Member of the British Columbia Legislative Assembly for Prince George South
- In office May 10, 1979 – October 17, 1991
- Preceded by: Riding Established
- Succeeded by: Riding Abolished

Personal details
- Born: July 22, 1941 (age 84) Winnipeg, Manitoba
- Party: Social Credit

= Bruce Strachan =

Canadian politician

William Bruce Strachan (Bruce Strachan) (born July 22, 1941) is a former politician in the Canadian province of British Columbia. Strachan was a school trustee and board chair, a regional district director, as well as a three-term MLA and cabinet minister.
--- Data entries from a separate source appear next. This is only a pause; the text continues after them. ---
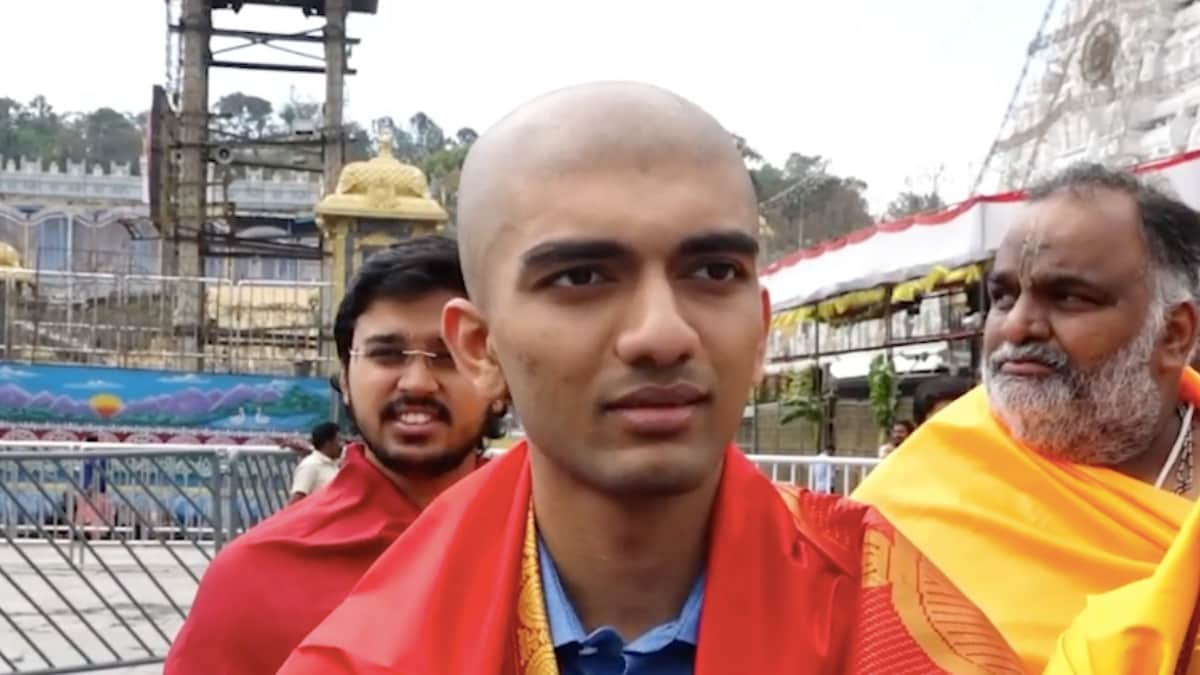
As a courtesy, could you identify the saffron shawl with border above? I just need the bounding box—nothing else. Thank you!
[853,370,1200,675]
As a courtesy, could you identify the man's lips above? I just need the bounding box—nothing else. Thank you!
[605,383,709,436]
[386,405,446,436]
[1000,359,1055,377]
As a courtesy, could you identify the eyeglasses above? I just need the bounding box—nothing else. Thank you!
[350,346,457,372]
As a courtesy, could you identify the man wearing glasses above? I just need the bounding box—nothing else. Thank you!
[166,237,505,675]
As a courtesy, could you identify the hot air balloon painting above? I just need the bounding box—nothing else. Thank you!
[0,360,332,432]
[88,394,125,419]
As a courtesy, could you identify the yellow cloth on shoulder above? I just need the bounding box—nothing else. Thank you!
[853,370,1200,675]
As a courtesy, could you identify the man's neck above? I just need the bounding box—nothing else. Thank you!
[1114,404,1187,489]
[365,448,482,510]
[530,452,720,640]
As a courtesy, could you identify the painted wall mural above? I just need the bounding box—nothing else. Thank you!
[0,362,332,436]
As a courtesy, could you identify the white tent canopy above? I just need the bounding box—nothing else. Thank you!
[760,150,1200,310]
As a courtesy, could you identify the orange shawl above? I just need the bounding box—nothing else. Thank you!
[280,444,1020,675]
[853,370,1200,675]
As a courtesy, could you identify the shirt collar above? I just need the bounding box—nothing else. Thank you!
[538,537,704,650]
He served in the Legislative Assembly of British Columbia from 1979 to 1991, as a Social Credit member for the constituency of Prince George South.

After working as a professional musician in the United States of America, Strachan and his wife moved to Prince George, British Columbia in 1966 he and enrolled as an adult student at the College of New Caledonia. After graduating, he became an Information Officer for the college.

== Political career ==
In 1976, he was elected to the local school board where he later became the board chair. In 1979, he won his first provincial election campaign in the new constituency of Prince George South.

In 1988, as Minister of State for the Cariboo, he secured $100,000 for an initial feasibility study for the creation of the University of Northern British Columbia (UNBC). In 1990, as Minister of Advanced Education and Job Training, Strachan approved a $138 million budget to create the new campus for UNBC. Aside from these two cabinet portfolios, Strachan also served at various times as deputy speaker of the Legislature, Minister of Intergovernmental Affairs, Minister of Environment, Minister of Science and Technology, Minister Responsible for Youth, Minister of Health and Minister Responsible for Senior Citizens.

After provincial politics, he was elected to Prince George City Council as a city councillor and served as a director for the Regional District of Fraser-Fort George.

In 2009, he was a director of the No BC-STV Campaign Society that advocated for a No vote in the referendum about a new Single Transferable Vote ballot system in the province.